Blankets are the most in-demand item, as the nights become uncomfortably cold for the hundreds of people sleeping outdoors. But there are not enough, so volunteers have tried to limit donations to families with young children.

On Thursday night, while blankets were being handed out, migrants began shouting at one another, believing that one group was taking blankets for people who did not have young children. The aid workers stepped in to break up the fighting.

“People are cold, hungry, desperate, destitute, nervous,” said Adriana Jasso, a volunteer with American Friends Service Committee.

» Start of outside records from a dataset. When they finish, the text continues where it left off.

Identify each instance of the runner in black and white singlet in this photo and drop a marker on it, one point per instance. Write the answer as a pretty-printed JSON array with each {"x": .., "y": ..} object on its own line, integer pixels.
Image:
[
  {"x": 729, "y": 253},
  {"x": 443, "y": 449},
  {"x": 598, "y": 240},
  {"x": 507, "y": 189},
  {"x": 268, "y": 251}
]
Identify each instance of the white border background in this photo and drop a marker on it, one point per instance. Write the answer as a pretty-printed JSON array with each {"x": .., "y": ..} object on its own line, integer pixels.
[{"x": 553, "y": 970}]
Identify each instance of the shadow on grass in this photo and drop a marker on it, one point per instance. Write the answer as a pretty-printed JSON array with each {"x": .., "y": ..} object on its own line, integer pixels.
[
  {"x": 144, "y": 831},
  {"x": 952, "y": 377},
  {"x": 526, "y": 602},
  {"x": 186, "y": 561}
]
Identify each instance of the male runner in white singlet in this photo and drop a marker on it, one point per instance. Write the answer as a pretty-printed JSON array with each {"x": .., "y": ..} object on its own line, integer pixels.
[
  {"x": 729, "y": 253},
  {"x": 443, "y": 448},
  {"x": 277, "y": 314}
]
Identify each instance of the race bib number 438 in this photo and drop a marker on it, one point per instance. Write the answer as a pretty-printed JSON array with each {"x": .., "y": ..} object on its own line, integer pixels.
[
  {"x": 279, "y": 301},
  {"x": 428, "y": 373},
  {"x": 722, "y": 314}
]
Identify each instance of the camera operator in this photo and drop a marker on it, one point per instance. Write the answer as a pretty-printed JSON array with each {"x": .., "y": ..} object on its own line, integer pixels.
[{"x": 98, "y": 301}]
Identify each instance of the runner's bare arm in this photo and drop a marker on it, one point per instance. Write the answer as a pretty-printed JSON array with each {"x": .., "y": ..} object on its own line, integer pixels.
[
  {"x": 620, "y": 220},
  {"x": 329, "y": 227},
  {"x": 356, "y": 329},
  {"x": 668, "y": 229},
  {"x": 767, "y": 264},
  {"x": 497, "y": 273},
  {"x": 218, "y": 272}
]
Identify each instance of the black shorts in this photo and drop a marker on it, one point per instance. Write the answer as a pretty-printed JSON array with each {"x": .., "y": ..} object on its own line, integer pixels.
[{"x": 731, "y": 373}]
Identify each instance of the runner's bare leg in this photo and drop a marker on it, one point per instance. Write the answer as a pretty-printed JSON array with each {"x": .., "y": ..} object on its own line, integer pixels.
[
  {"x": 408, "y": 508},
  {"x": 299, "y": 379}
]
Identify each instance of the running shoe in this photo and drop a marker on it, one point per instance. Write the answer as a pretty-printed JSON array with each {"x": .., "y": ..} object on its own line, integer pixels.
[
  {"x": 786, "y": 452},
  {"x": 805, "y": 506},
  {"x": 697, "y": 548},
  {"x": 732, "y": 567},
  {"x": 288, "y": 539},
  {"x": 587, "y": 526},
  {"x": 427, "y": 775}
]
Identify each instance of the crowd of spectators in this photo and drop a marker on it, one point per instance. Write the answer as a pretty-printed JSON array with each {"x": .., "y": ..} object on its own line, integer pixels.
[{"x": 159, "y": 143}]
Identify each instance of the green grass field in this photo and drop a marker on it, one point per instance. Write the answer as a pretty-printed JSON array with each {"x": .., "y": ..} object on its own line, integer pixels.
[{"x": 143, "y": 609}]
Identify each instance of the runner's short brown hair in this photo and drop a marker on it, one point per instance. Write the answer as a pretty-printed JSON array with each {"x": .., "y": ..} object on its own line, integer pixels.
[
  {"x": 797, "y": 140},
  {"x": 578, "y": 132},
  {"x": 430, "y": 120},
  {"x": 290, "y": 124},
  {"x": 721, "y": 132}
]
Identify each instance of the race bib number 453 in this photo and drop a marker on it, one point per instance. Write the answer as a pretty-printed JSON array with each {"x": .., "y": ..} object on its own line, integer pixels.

A man from Colombia, wearing a tattered blue hoodie, arrived in the camp with his family on Friday morning after smugglers had led them through a hole in the wall on the Mexican side. Viewing the tents made of Mylar blankets spread across the camp and rows of migrants lying on the dirt, he was unsure how to secure food or tarps to get set up.

He approached Ms. Alvarez-Lopez to ask for supplies. “Go look for Jesus,” she told him, apparently referring to a fellow migrant, and he walked away exasperated. “My only Jesus is up there,” he said, pointing to the sky.

Eileen Sullivan and Jack Healy contributed reporting.